Philosophical naturalism is grounded in a commitment to natural integration - to understanding the nature of anything in Nature against the background of natural unity: i.e., in terms of our overall picture of Nature and how it hangs together. But what's required for natural integration - specifically, of human mind and agency?

In Chapter 1, I consider one common kind of answer to this question - physicalism. Physicalists think the cost of natural integration is impoverishing the language of nature - the terms and concepts used for natural integration. This is the entry point for human exceptionalism: the worry that the repertoire of physical terms and concepts is simply too impoverished to account for human mind and/or agency. I argue physicalism is mistaken by sketching and defending a view I call Spinozism. For the Spinozist, any truth concerning natural beings (a) pertains to their nature, and (b) concerns Nature as such. Thus, the language of nature is ordinary language, and the expressive resources available for naturally integrating human life include any we need to express any truth about it. Nevertheless, Spinozism embraces natural unity and natural integration - albeit in different forms than those embraced by physicalists.

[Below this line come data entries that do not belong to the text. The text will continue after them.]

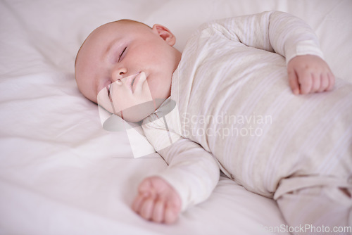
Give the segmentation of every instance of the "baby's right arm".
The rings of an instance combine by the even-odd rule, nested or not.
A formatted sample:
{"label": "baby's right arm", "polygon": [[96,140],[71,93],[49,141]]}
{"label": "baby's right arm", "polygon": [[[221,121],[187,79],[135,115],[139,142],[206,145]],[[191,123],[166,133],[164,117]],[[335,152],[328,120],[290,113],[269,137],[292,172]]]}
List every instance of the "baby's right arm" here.
{"label": "baby's right arm", "polygon": [[141,183],[132,208],[144,219],[172,223],[181,210],[208,198],[219,180],[220,169],[210,153],[187,139],[158,153],[168,167]]}
{"label": "baby's right arm", "polygon": [[319,40],[303,20],[284,12],[266,11],[210,24],[231,40],[285,57],[294,94],[321,92],[334,87],[334,77],[322,59]]}

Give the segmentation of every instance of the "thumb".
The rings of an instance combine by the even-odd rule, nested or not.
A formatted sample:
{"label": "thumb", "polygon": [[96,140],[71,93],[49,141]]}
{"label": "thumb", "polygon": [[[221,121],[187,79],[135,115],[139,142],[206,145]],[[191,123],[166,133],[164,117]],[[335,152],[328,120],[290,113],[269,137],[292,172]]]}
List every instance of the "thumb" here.
{"label": "thumb", "polygon": [[297,75],[296,74],[294,70],[289,70],[288,71],[288,75],[289,75],[289,84],[291,89],[292,89],[292,92],[295,95],[298,95],[300,91],[299,91],[299,84]]}

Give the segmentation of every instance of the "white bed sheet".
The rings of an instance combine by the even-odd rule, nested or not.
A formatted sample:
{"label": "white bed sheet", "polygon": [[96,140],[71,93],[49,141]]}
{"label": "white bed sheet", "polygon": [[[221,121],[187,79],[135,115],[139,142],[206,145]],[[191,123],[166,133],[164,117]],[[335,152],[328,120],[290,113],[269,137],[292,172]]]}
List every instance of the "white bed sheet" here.
{"label": "white bed sheet", "polygon": [[284,224],[275,201],[223,177],[175,224],[141,219],[130,208],[137,186],[166,165],[157,153],[134,158],[126,133],[103,129],[74,79],[77,51],[105,23],[165,25],[182,51],[205,21],[268,10],[306,20],[352,82],[348,0],[0,1],[0,234],[263,234]]}

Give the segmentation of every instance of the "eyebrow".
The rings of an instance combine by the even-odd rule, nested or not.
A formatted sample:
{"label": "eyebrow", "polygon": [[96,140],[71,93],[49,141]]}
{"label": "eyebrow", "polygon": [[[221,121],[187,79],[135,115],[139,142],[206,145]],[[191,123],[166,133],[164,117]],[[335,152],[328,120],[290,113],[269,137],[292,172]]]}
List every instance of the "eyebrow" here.
{"label": "eyebrow", "polygon": [[[104,58],[106,58],[108,56],[108,53],[109,53],[110,51],[111,50],[111,49],[120,40],[120,38],[117,38],[108,44],[108,46],[106,46],[106,49],[105,49],[104,52],[103,53],[103,54],[101,56],[101,61],[104,60]],[[103,87],[100,89],[100,90],[99,90],[99,84],[101,84],[100,82],[101,81],[101,80],[99,80],[99,77],[97,77],[97,75],[96,75],[96,77],[94,77],[94,87],[95,87],[96,96],[98,97],[98,94],[99,93],[100,90],[101,90],[101,89],[103,89]]]}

Chapter 2 is devoted to articulating what I take to be the most serious objection to Spinozism - the objection from explanation. According to this objection, the Spinozist neglects the role of explanation in natural integration. That is, we can only understand natural unity by formulating a systematic physics - i.e., a unified explanatory framework capable of accounting for anything in Nature. And since the repertoire of terms or concepts used to formulate a systematic physics is likely to be relatively impoverished, the language of nature is as well. I go on to sketch the fundamental metaphysical commitments of this view - what I call explanatorism.

In Chapter 3, I respond to the objection from explanation by arguing that it involves an illegitimate projection of epistemic features of explanation onto our metaphysics, and close by contrasting the Spinozist's view concerning the unity of Nature and explanation with the explanatorist's.